Seven bishops publicly call Pope’s interpretation of Amoris Laetitia “alien” to the Catholic Faith

Seven bishops who called the Pope's teaching on marriage "alien" to the Faith.
Six bishops and one Cardinal who publicly called the Pope’s teaching on marriage “alien” to the Catholic Faith (left to right, top ): Bishop Athanasius Schneider, auxiliary of Astana, Kazakhstan; Archbishop Tomash Peta, Metropolitan of Astana; Archbishop Jan Pawel Lenga of Karaganda, Kazakhstan; Cardinal Janis Pujats, Emeritus Archbishop Metropolitan of Riga, Latvia; (bottom, left to right): Archbishop Carlo Vigano, the former papal nuncio to the United States; Emeritus Archbishop Luigi Negri of Ferrara-Comacchio in northern Italy; Bishop Andreas Laun, Emeritus Auxiliary Bishop of Salzburg, Austria.

Six bishops and one cardinal have spoken out against Pope Francis’ interpretation of Amoris Laetitia to allow some remarried divorcees access to Holy Communion, saying such a reading is causing “rampant confusion,” is “alien” to the Catholic faith, and will spread “a plague of divorce” in the Church.

Bishop Athanasius Schneider, auxiliary of Astana, Kazakhstan, Archbishop Tomash Peta, Metropolitan of Astana, and Archbishop Jan Pawel Lenga of Karaganda, Kazakhstan issued a Profession of the immutable truths about sacramental marriage on December 31 as a “service of charity in truth” to the Church of today and to the Pope.
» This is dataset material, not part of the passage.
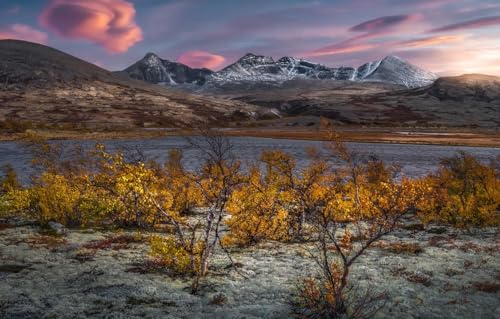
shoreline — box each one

The initiative by the three bishops are seemingly a response to the Pope’s decree proclaiming the Buenos Aires’ bishops interpretation of Amoris Laetitia that allows communion for divorced and remarried as “authentic magisterium”.
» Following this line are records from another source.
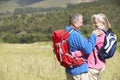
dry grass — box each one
[0,42,120,80]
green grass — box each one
[0,0,94,12]
[0,42,120,80]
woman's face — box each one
[93,18,104,28]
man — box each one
[65,14,101,80]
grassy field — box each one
[0,0,83,12]
[0,42,120,80]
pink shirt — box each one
[72,32,106,69]
[87,32,106,69]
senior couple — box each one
[65,13,111,80]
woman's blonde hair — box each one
[92,14,111,30]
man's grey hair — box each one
[69,13,83,25]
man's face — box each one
[74,17,83,29]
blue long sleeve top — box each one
[65,26,97,75]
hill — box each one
[0,0,94,12]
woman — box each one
[87,14,111,80]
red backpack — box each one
[52,29,84,67]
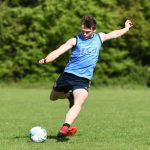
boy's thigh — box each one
[50,89,65,100]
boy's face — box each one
[81,24,95,39]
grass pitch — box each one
[0,87,150,150]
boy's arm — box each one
[39,38,76,64]
[99,20,133,42]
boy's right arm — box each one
[39,38,76,64]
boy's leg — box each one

Within a week of the issuance of the public profession by the three Kazakhstan bishops, three other bishops and one cardinal followed suit, affixing their signatures to the profession and publicly supporting the three bishops’ initiative.  The four additional prelates include: Cardinal Janis Pujats, Emeritus Archbishop Metropolitan of Riga, Latvia; Archbishop Carlo Vigano, the former papal nuncio to the United States;  Emeritus Archbishop Luigi Negri of Ferrara-Comacchio in northern Italy; and Bishop Andreas Laun, Emeritus Auxiliary Bishop of Salzburg, Austria.

“Not allowed to be silent”

The bishops took the decision to make a “public and unequivocal profession of the truth” regarding the Church’s teaching on the indissolubility of marriage because they say they “are not allowed to be silent.”
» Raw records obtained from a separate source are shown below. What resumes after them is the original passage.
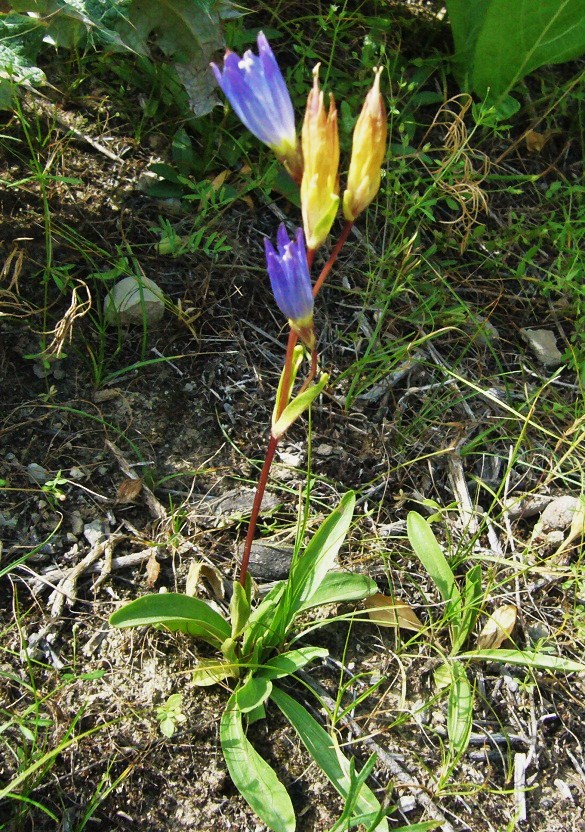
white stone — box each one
[104,275,165,326]
[520,329,563,369]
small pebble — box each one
[26,462,51,485]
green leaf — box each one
[272,373,329,439]
[230,581,251,638]
[446,0,585,102]
[242,581,286,656]
[192,659,242,688]
[447,662,473,757]
[270,688,388,832]
[406,511,461,618]
[457,650,585,673]
[299,572,378,612]
[256,647,329,679]
[11,0,131,50]
[234,676,272,714]
[452,563,483,653]
[220,695,296,832]
[0,14,46,110]
[282,491,355,629]
[110,592,231,648]
[117,0,239,116]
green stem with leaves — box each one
[238,222,353,586]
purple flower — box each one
[264,223,313,334]
[211,32,301,177]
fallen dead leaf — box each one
[524,130,551,153]
[365,592,423,633]
[477,604,518,650]
[118,477,142,503]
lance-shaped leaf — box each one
[272,373,329,439]
[270,688,388,832]
[110,592,231,648]
[220,694,296,832]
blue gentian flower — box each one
[264,223,315,348]
[211,32,302,181]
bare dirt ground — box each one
[0,13,585,832]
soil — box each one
[0,8,585,832]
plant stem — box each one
[239,221,353,586]
[239,434,278,587]
[313,220,353,298]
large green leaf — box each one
[117,0,239,116]
[300,572,378,611]
[11,0,131,49]
[447,0,585,101]
[283,491,355,621]
[0,14,46,109]
[457,649,585,673]
[256,647,329,679]
[110,592,231,648]
[270,688,388,832]
[220,694,296,832]
[406,511,461,617]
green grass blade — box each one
[457,650,585,673]
[220,696,296,832]
[110,592,231,647]
[299,572,378,612]
[270,688,388,832]
[453,563,483,653]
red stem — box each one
[313,220,353,298]
[239,435,278,587]
[239,221,353,587]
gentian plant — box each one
[110,33,388,832]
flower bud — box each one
[343,67,388,222]
[211,32,302,182]
[264,223,315,349]
[301,64,339,250]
As Catholic bishops charged with defending and promoting the Catholic faith and common discipline, they say they have a “grave responsibility” and “duty before the faithful” who expect from them “a public and unequivocal profession of the truth and the immutable discipline of the Church regarding the indissolubility of marriage.”

They note that after the publication of Amoris Laetitia, various bishops and bishops’ conferences have issued norms allowing some civilly remarried divorcees, not living in sexual continence, to receive the sacraments of Penance and Holy Communion. They point out that these various hierarchical authorities (Germany, Malta, and Buenos Aires, although they do not cite them by name), have also received approval “even from the supreme authority of the Church.”

Spread of the plague of divorce in the Church

The spread of these ecclesiastically approved pastoral norms “has caused a considerable and ever increasing confusion among the faithful and the clergy” and are “a means of spreading the ‘plague of divorce’” in the Church, the Kazakhstan bishops write.

“Our Lord and Redeemer Jesus Christ solemnly reaffirmed God’s will regarding the absolute prohibition of divorce,” they recall, and the Church has always preserved and faithfully transmitted both in her doctrine and sacramental discipline “the crystalline teaching of Christ” concerning the indissolubility of marriage.

“Because of the vital importance that the doctrine and discipline of marriage and the Eucharist constitute, the Church is obliged to speak with the same voice. The pastoral norms regarding the indissolubility of marriage must not, therefore, be contradicted between one diocese and another, between one country and another.”

“Since the time of the Apostles,” the bishops explain, “the Church has observed this principle as St. Irenaeus of Lyons testifies”:

“The Church, though spread throughout the world to the ends of the earth, having received the faith from the Apostles and their disciples, preserves this preaching and this faith with care and, as if she inhabits a single house, believes in the same identical way, as if she had only one soul and only one heart, and preaches the truth of the faith, teaches it and transmits it in a unanimous voice, as if she had only one mouth” (Adversus haereses, I, 10, 2).

They further recall Pope John Paul II’s warning that the confusion sown in the consciences of the faithful by different “opinions and teachings” would diminish the “true sense of sin, almost to the point of eliminating it.”